When leaders are allowing crime to hurt seniors, men and women, and youth, that’s called neglect. Every single mayor, assembly member, house representative and senator representing districts of a municipality should be forcibily removed for negligence
District neighbors deserve better
Anchorage districts deserve better than what we all must daily endure
Anchorage power brokers seize the opportunity to secure additional State and Federal funding due to the misfortunes of those impacted by the typhoon.

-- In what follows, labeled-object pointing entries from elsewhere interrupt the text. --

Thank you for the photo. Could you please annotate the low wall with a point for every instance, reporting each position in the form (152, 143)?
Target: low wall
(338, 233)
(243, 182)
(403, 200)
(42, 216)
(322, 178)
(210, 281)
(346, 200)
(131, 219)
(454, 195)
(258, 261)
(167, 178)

Years of rebuilding Alaska’s villages, by the State and Federal government, on the central west coast, will now add students to local schools, add medicaid funding to the local health industry, give immediate boost to shelters provided by the hospitality industry, and so on.
The City Assembly knew how to spend one time Covid funds on raises for special interests and provide funds for multiple theories on sheltering the homeless.
Unfortunately, many of those sheltering in Anchorage, I believe, are here to stay.
Believe it or not
Most small town residents from a rural communities do not desire in Anchorage
They were living in their community and they really are devastated and have a strong desire returning back to their communities
Let’s not forget the gerrymandering that big city populations provide for the remainder of the state, this impacts both local and national levels. Take Anchorage for instance, it is gerrymandered to allow for the least amount of Democrat voters by law to be in each district, while simultaneously districts that aren’t as compact are jammed with the most amount of Republican voters as allowed by law. While technically legal, it provides the Democrats an advantage by overrepresentation in state government as well as in Congress, all while underrepresenting Republicans at the same time. This is going on all across America.